Closer Brian Wilson for the Giants was integral piece in the Giants’ run to the 2010 title.  But he was relegated to a cheerleader role in the 2012 run, and he didn’t resume his career until midway through the 2013 season when the Dodgers took a chance on him.

Now, with Adam Wainwright announced as the Cardinals starter in Game 1 of the NLCS on Saturday in St. Louis, the questions again persist.  Wainwright’s right elbow has been giving him issues, and it appeared to be a factor in his start last week against the Dodgers  The big right hander allowed 11 hits to the Dodgers, but survived when the Cardinals were able to touch Dodgers’ ace Clayton Kershaw for eight runs in a 9-8 win.  Wainwright insisted that despite the elbow issues and his poor outing that he would have been ready for a potential Game 5 against Los Angeles.

Now after two days of speculation, Cardinals’ manager Mike Matheny has confirmed that Wainwright’s his guy for Game 1.  Matheny said that Wainwright’s leash will be short if he struggles like he did against the Dodgers.  But the manager maintained that his guy is healthy and ready to go.

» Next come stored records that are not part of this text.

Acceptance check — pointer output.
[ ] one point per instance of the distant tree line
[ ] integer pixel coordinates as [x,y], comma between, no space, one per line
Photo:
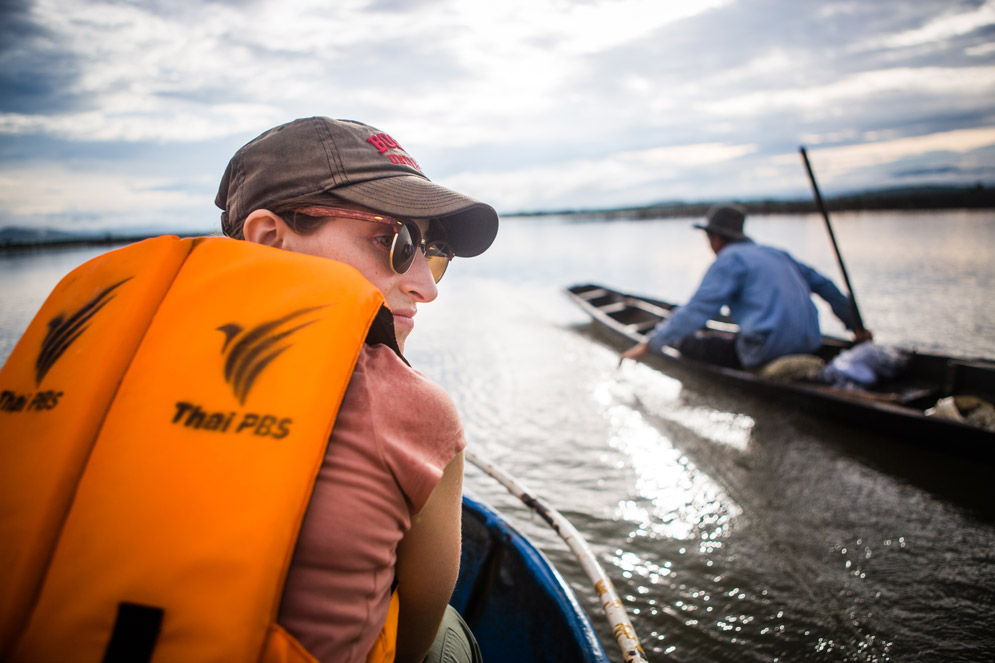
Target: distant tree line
[908,198]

“Waino was struggling to find a good feel in that Game 1 (against the Dodgers),” Matheny said.  “That’s why it looked very atypical of Adam Wainwright, but that’s happened at different times throughout the season.  He’s been able to figure it out and make it work–not just make it work but be an elite pitcher.  He’s fine.  We’ll just watch him close.”

Madison Bumgarner of the Giants will oppose Wainwright in Saturday’s contest which begins at 5:07pm PST.